Bron-57

By Ivan the OK-ish
- 45 reads
Continued from Chapter 56:
“Oh, Tommy, stop! Don’t touch them. You might catch a disease.”
Three skulls grinned vacantly from the, chaotic, disordered heap of rib-bones in the hedge. “Bloody Huw Prytherch. Never looks after his sheep. Too bloody tight to get the fallen stock man in to deal with them. Probably expects us to clear up the mess.”
“Bron-Mam? Will Mummy be all bones now? Now that she’s not moving any more?”
“Mummy was cremated. You saw the big wooden box go into the oven.”
“But there’ll still be her bones? Even if she’s all burned?”
“Oven’s so hot, even the bones. Mummy will just be ashes. Like what we clear out of the grate in the morning.”
“Mummy’s all asses?”
“When you die, when you stop moving, you don’t need your body any more. So best thing is to turn it into ash.”
“Couldn’t they just leave her? Grannie and Grandpa could put her in their bath. They don’t need it. They have a shower.”

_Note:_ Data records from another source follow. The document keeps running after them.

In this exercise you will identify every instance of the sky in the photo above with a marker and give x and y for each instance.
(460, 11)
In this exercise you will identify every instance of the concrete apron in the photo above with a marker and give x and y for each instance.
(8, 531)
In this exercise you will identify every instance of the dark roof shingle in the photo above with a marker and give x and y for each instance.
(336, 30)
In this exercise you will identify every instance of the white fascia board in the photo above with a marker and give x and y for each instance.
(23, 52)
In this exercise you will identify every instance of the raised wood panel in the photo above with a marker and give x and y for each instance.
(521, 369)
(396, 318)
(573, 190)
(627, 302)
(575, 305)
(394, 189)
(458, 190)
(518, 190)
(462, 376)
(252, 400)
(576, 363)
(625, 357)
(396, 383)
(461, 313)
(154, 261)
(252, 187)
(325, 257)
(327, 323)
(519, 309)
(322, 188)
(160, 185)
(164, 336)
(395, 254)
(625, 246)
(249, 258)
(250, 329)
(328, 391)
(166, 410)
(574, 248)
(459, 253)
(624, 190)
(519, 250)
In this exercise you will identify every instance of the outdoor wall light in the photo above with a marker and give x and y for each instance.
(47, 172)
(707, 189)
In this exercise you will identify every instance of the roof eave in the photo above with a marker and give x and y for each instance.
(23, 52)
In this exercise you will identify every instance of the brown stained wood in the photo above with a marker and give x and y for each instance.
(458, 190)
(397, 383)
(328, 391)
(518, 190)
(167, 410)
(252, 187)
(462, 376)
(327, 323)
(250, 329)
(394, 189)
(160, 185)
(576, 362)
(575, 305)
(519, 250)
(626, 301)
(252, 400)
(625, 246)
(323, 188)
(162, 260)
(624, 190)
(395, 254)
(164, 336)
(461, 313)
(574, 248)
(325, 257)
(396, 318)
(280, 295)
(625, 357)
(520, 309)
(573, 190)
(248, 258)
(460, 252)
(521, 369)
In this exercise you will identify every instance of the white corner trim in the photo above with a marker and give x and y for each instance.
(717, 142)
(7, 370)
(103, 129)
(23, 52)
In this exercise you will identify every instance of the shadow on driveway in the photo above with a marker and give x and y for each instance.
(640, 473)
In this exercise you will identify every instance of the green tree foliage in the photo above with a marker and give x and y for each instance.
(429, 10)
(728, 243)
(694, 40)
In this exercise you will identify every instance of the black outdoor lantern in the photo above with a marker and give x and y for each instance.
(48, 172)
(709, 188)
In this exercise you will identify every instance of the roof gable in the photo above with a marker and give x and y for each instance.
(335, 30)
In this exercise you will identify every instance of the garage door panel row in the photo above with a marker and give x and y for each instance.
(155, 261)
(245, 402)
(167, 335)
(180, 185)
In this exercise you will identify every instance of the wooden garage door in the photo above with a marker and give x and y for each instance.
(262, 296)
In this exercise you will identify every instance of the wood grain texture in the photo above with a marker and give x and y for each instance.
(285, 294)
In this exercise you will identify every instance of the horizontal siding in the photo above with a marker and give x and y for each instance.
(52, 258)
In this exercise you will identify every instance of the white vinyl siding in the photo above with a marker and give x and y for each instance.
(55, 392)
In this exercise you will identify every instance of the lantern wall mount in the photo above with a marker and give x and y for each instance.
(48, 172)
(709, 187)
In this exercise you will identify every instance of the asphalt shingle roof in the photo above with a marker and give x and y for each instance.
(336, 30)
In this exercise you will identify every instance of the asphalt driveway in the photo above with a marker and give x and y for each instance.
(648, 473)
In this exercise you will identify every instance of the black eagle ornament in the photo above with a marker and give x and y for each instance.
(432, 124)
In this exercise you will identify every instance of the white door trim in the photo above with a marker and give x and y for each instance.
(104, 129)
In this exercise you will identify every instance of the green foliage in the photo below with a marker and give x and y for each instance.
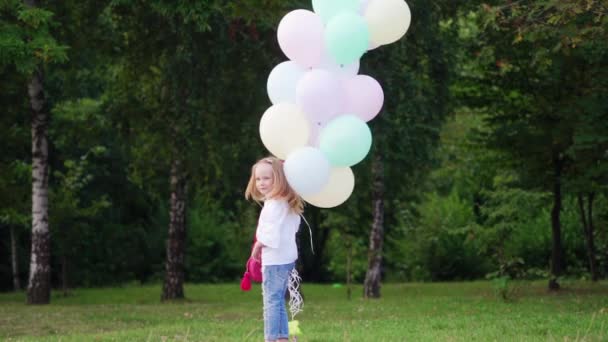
(26, 39)
(216, 244)
(439, 246)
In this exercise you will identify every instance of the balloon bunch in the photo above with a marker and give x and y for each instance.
(317, 122)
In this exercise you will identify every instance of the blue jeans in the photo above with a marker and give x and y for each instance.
(274, 286)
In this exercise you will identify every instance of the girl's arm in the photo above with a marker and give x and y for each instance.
(256, 252)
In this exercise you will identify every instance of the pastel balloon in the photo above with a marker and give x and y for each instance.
(300, 35)
(347, 37)
(338, 189)
(282, 81)
(388, 20)
(315, 133)
(342, 71)
(327, 9)
(284, 128)
(320, 94)
(345, 140)
(364, 97)
(363, 5)
(307, 170)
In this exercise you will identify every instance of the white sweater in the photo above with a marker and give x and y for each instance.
(277, 228)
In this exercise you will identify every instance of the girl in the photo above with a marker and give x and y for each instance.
(276, 241)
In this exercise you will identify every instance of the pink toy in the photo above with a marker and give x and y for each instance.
(253, 272)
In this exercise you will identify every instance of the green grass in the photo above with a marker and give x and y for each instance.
(406, 312)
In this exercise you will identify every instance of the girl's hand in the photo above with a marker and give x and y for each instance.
(256, 252)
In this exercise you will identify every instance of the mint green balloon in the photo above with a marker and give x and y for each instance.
(327, 9)
(347, 37)
(345, 140)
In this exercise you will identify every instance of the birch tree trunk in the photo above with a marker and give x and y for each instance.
(39, 287)
(173, 287)
(14, 259)
(588, 231)
(374, 268)
(556, 230)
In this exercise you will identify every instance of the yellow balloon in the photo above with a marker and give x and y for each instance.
(388, 20)
(337, 191)
(284, 128)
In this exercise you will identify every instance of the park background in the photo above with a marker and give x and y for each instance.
(489, 158)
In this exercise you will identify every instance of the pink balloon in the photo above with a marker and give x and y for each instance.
(320, 94)
(300, 35)
(364, 97)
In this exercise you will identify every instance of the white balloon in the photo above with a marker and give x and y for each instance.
(307, 170)
(321, 96)
(282, 82)
(338, 189)
(363, 5)
(284, 128)
(388, 20)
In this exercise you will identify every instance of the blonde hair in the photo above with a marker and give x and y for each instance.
(280, 188)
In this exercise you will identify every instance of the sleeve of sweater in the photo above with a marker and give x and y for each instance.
(269, 226)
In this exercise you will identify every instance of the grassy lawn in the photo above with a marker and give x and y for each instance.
(407, 312)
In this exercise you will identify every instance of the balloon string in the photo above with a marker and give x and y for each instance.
(309, 230)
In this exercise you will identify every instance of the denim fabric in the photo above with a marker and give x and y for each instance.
(274, 286)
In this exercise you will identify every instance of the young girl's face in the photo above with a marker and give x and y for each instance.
(264, 178)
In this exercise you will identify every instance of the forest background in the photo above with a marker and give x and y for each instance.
(129, 129)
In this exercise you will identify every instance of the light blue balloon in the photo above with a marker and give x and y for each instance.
(345, 140)
(327, 9)
(347, 37)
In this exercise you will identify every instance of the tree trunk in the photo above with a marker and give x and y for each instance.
(39, 284)
(14, 259)
(173, 287)
(313, 264)
(587, 222)
(374, 268)
(556, 252)
(349, 264)
(64, 275)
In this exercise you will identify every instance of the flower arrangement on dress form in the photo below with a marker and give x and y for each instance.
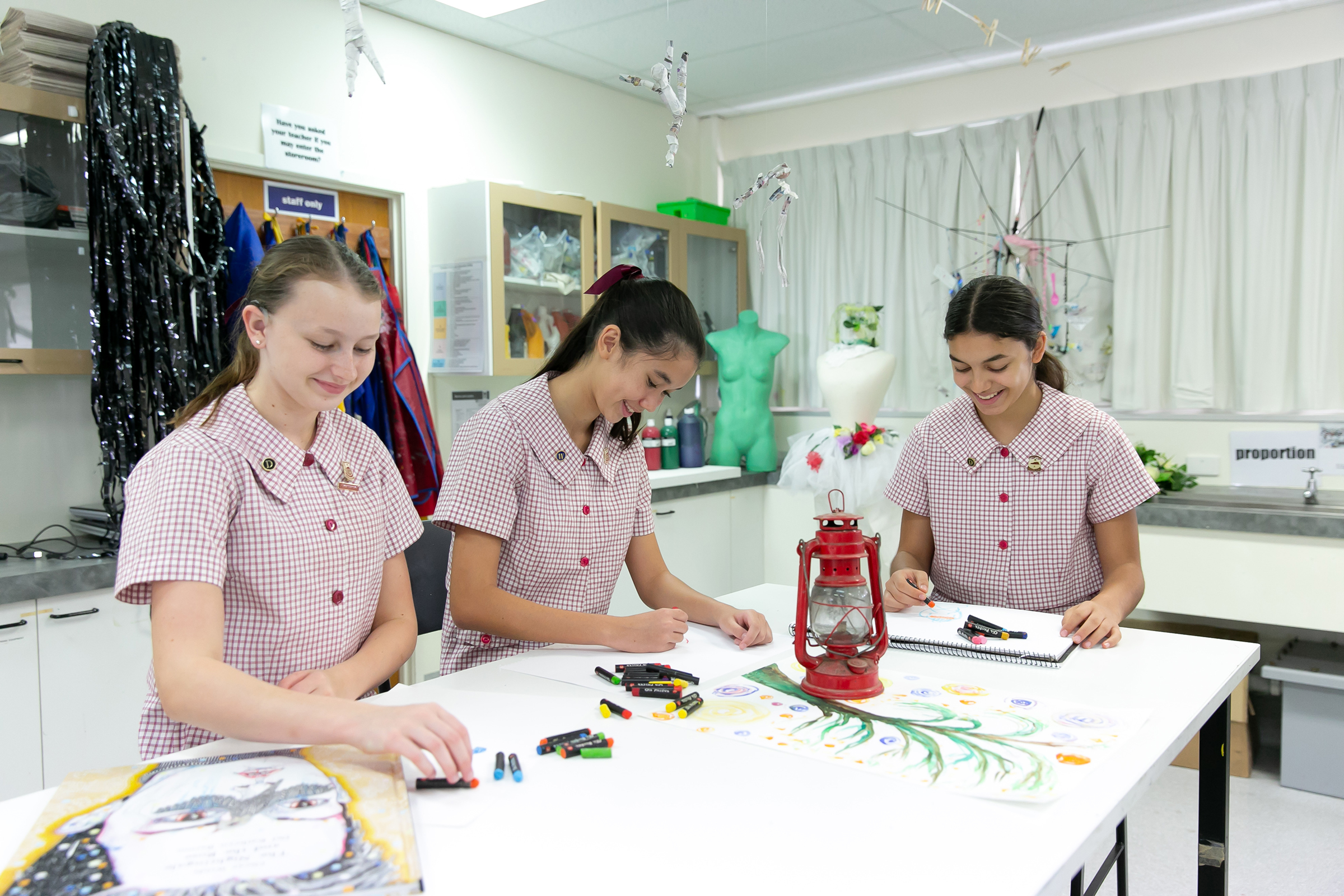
(864, 440)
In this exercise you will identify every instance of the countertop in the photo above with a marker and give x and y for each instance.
(30, 580)
(1240, 508)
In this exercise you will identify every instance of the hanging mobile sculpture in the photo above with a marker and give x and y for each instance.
(673, 93)
(159, 260)
(357, 42)
(781, 193)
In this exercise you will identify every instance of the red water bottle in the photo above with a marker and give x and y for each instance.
(652, 441)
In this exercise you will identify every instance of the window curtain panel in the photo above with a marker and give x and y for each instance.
(1237, 304)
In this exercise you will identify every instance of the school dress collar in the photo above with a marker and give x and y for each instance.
(1056, 425)
(539, 422)
(276, 461)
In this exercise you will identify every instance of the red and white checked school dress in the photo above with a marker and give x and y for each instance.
(300, 561)
(566, 516)
(1012, 523)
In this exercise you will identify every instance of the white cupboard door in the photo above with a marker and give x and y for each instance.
(696, 539)
(93, 657)
(21, 747)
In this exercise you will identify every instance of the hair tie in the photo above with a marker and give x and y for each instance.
(613, 277)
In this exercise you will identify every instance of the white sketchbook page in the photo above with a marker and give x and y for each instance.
(706, 654)
(940, 624)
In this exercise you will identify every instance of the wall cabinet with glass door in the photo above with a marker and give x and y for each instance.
(45, 277)
(535, 251)
(707, 261)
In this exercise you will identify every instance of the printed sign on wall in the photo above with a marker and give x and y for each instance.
(307, 202)
(299, 142)
(1275, 459)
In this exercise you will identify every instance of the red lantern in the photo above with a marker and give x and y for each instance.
(843, 612)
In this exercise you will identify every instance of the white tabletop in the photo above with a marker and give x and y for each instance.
(675, 812)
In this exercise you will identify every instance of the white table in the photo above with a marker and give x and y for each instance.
(678, 812)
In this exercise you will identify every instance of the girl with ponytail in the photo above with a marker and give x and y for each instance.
(267, 534)
(1016, 494)
(548, 493)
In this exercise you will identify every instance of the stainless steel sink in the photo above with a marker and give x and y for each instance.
(1245, 497)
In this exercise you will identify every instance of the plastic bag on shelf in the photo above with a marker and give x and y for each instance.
(526, 254)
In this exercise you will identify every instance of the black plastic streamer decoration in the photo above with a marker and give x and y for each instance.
(156, 300)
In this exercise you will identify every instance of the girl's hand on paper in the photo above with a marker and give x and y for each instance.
(899, 591)
(413, 731)
(1090, 624)
(650, 632)
(746, 628)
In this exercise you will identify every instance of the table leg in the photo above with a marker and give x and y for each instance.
(1214, 786)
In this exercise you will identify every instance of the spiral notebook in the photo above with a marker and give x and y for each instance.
(935, 631)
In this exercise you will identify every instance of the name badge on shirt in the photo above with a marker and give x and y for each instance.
(347, 477)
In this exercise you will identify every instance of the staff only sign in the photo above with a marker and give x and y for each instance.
(1273, 457)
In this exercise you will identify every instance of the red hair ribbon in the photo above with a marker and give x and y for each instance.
(613, 277)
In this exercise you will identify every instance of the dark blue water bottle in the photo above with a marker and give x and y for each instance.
(690, 432)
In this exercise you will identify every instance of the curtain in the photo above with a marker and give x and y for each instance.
(1237, 302)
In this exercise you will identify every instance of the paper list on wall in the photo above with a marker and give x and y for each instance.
(459, 314)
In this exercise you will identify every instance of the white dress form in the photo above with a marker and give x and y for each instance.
(854, 381)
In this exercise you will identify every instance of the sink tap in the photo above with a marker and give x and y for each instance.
(1309, 494)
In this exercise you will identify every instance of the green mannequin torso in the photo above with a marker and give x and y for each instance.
(746, 375)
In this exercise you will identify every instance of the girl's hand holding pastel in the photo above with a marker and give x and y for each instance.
(650, 632)
(746, 628)
(413, 731)
(905, 589)
(1090, 624)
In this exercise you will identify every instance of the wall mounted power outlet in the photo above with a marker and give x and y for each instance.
(1203, 464)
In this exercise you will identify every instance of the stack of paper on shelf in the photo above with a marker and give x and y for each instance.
(45, 52)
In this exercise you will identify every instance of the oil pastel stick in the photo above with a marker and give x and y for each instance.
(610, 707)
(568, 735)
(444, 783)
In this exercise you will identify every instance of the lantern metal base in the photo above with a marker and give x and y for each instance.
(843, 679)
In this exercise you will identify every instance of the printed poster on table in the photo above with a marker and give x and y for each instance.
(318, 821)
(963, 735)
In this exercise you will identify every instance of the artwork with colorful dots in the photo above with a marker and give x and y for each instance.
(956, 735)
(319, 821)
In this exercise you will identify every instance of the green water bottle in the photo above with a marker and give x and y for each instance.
(671, 456)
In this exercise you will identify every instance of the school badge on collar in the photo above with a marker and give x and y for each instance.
(347, 477)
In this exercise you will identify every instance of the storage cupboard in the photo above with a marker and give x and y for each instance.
(536, 258)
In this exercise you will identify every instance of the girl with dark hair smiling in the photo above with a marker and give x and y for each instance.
(548, 492)
(1016, 494)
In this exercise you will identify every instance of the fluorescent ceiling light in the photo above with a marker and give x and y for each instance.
(487, 8)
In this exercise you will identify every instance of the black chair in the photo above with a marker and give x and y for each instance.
(428, 564)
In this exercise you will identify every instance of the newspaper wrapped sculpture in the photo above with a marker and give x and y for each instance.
(357, 42)
(673, 95)
(785, 193)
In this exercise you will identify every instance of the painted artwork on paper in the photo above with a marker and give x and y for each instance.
(975, 739)
(318, 821)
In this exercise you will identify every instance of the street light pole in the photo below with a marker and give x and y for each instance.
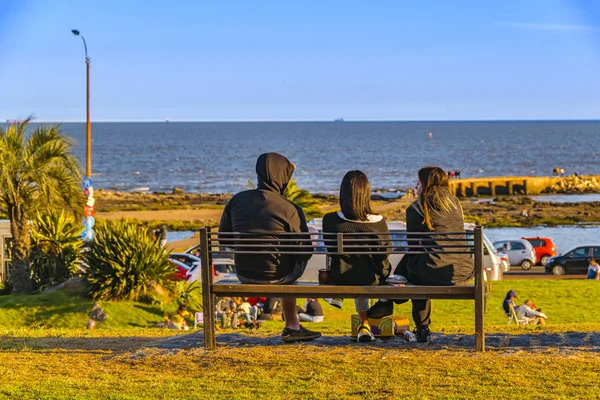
(88, 128)
(88, 190)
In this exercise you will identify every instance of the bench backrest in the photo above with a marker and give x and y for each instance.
(464, 242)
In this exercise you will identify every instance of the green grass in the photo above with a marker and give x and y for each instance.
(564, 301)
(46, 353)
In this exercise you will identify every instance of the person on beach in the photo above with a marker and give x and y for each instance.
(593, 270)
(530, 314)
(261, 210)
(436, 210)
(161, 235)
(356, 216)
(509, 301)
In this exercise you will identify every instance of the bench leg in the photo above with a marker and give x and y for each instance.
(479, 313)
(208, 305)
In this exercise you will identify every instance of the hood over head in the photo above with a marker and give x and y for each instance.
(274, 172)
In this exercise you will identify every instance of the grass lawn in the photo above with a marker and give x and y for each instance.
(46, 353)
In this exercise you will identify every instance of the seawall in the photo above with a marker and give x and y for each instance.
(524, 185)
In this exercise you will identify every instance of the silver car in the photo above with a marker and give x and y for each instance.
(519, 252)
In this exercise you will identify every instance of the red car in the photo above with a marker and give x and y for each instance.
(544, 248)
(180, 270)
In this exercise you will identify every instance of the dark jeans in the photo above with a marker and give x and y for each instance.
(421, 311)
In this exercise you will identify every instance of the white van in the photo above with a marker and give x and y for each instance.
(492, 263)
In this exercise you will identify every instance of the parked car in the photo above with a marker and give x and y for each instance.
(573, 261)
(181, 270)
(519, 251)
(187, 259)
(544, 248)
(505, 262)
(223, 268)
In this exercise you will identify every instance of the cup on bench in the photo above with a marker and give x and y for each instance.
(324, 277)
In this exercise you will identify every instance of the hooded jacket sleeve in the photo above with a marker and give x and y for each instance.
(298, 224)
(225, 225)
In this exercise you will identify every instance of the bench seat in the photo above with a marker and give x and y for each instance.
(314, 289)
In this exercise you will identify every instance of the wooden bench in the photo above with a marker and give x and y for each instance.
(346, 244)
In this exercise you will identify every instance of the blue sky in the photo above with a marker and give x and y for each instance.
(285, 60)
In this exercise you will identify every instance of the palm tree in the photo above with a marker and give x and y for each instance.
(38, 172)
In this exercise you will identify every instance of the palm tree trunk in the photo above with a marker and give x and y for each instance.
(19, 272)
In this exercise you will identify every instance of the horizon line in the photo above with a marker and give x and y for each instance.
(311, 121)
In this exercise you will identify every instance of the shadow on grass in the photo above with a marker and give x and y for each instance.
(563, 341)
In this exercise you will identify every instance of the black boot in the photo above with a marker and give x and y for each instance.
(423, 335)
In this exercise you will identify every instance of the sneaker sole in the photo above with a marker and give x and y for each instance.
(379, 316)
(365, 338)
(300, 339)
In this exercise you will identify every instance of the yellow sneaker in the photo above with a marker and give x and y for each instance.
(364, 333)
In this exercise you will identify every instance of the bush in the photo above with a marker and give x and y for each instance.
(5, 288)
(124, 262)
(55, 249)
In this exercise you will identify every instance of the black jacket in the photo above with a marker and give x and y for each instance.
(355, 269)
(265, 211)
(436, 269)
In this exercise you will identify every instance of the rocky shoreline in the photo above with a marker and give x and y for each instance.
(187, 211)
(573, 185)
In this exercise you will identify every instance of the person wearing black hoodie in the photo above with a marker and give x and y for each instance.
(267, 212)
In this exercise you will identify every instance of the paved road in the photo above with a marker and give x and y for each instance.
(536, 272)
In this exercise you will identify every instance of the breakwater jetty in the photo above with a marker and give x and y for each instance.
(524, 185)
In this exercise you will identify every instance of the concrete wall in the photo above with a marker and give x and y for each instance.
(507, 185)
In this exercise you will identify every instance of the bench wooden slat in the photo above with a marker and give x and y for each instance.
(313, 289)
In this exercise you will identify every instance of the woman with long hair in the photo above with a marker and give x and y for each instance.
(356, 216)
(435, 210)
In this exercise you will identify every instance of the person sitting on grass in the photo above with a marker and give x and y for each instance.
(225, 312)
(509, 301)
(530, 314)
(311, 312)
(356, 216)
(266, 210)
(593, 270)
(435, 210)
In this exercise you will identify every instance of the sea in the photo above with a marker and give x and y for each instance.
(219, 157)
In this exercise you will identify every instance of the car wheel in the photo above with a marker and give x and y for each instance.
(558, 270)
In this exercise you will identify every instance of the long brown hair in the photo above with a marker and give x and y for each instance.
(436, 193)
(355, 196)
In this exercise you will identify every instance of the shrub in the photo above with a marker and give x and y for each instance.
(55, 249)
(124, 262)
(5, 288)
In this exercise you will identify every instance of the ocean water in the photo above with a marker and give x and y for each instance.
(219, 157)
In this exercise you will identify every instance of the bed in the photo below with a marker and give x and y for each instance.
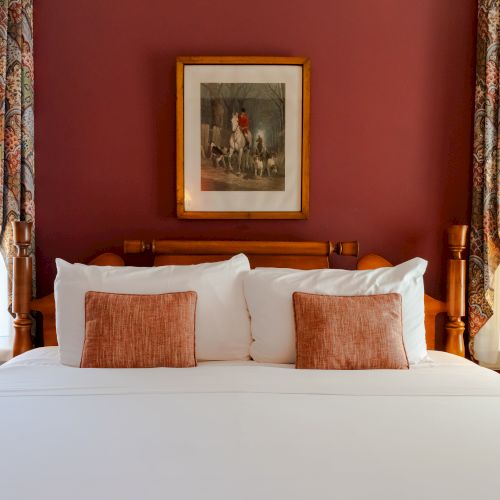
(246, 430)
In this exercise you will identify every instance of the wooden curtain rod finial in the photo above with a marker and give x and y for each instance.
(136, 246)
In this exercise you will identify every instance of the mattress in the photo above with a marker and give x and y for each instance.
(245, 430)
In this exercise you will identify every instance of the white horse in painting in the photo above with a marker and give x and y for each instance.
(238, 144)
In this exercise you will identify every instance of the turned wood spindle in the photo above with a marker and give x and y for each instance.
(22, 272)
(455, 326)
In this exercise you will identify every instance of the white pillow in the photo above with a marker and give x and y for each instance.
(222, 322)
(269, 298)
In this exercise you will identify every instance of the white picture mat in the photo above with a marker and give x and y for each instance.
(288, 200)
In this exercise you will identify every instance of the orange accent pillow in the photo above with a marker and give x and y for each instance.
(139, 331)
(349, 333)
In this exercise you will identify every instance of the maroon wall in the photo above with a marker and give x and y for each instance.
(392, 96)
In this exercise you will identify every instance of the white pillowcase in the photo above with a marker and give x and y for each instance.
(222, 322)
(269, 298)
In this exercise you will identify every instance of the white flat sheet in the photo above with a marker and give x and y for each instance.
(248, 431)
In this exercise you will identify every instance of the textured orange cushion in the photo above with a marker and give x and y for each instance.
(139, 331)
(349, 333)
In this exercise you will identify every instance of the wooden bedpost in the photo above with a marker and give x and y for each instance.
(22, 272)
(455, 296)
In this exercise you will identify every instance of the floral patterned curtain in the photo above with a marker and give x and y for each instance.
(485, 238)
(16, 119)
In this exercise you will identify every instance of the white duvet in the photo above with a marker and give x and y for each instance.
(248, 431)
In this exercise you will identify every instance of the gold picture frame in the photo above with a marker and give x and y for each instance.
(239, 164)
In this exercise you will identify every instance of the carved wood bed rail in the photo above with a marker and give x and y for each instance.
(34, 319)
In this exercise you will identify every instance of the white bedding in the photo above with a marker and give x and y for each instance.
(242, 430)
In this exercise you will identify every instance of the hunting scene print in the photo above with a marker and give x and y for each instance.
(243, 136)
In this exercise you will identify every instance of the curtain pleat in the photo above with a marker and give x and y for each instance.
(485, 238)
(16, 120)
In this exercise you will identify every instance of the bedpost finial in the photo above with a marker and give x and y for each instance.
(457, 239)
(136, 246)
(22, 236)
(346, 248)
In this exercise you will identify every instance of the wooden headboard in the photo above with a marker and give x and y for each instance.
(301, 255)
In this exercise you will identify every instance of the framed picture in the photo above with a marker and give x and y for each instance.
(243, 137)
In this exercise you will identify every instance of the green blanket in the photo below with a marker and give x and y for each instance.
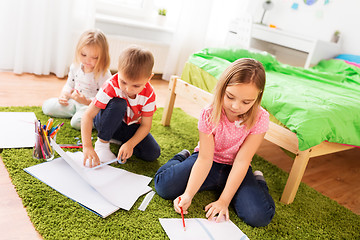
(318, 104)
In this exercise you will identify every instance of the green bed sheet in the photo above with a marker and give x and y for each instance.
(320, 103)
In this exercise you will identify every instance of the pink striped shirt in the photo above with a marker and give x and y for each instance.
(229, 136)
(142, 105)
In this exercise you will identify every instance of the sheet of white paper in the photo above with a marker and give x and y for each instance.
(17, 129)
(201, 228)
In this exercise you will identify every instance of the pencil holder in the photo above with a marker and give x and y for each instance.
(42, 148)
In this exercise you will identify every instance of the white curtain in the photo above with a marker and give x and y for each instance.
(202, 23)
(39, 36)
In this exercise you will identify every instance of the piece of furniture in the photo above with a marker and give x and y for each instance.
(315, 49)
(290, 137)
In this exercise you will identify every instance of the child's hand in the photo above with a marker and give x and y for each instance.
(79, 97)
(125, 152)
(184, 203)
(219, 209)
(91, 156)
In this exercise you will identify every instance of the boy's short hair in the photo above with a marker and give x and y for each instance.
(136, 62)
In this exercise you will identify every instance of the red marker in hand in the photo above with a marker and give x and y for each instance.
(182, 215)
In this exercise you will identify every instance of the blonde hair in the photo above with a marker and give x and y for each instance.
(244, 70)
(136, 62)
(95, 38)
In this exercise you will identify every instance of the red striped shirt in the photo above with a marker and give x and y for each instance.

“No Tommy, that wouldn’t be very nice. When people stop moving…when they’re dead, they get very smelly. And they can make other people very ill. That’s why we have to get rid of the animals on the farm when they’re dead. So we don’t catch the diseases. Like XXXX should have done with his sheep. Bastard…”
“Bron-Mam?”
“Yes, Tommy?”
“You will come back to Axe-shon? You won’t stay in Tanny-Bring?”
“Don’t worry. I will be back. I just have to help Mam with Bronco. He has to go to another farm to help the mummy cows make baby cows. Then I’ll get the train and come back, all the way to London. Rwy’n addo.”
“Azzo?”
“Addo. I promise.”
“Bron-Mam?”
“Yes?”
“Could you and Grace-Mam make babies?”
“No. We’d need a man to help us. But we’ve got you already. Don’t need to.”
Mam insisted on loading them with carrier bags and carrier bags of food. Pork sandwiches, beef patties, her own recipe potted carrots, ten pounds of potatoes from Tan-y-Bryn’s garden. “We do have shops in London, Myfanway…” said Grace. “It’s not a famine zone.”
“Oh, you don’t want to be eating all that shop stuff. Not when you can have good Anglesey produce.”
“Well, it’s very, very kind of you,” said Grannie Marjorie. Isn’t it, Timmy?
“Sure is. Won’t need to go shopping for a fortnight.”
They carefully stowed the bags in the back of the minivan.
“Got the carrier?” said Grace.
“Coming up.” Bron retrieved the pink cat-carrier from the porch. Two small faces, one black, one white with a light brown splash over his nose looked dubiously through the mesh. “Gwyn’ll be company for Megan. Stop her being homesick,” said Bron. “When I get back, I’ll start putting the adverts out again.”
“Think Megan’s got what it takes?”
“As good as Petouche in her prime. Better even. Got half a dozen from the old barn yesterday. Gwyn’s more like Pork Chop.”
“Useless, then.”
“Yeah, pretty much.”
Mam beckoned to John-John. He wound down his window. “Well, I’ll be seeing you all again in four weeks. You three at any rate. End of June?”
Bron nodded. “Yes, Myfanwy. We might just about have got through all your lovely food by then.”
“Plenty more where that came from ,Cariad. Tara now!”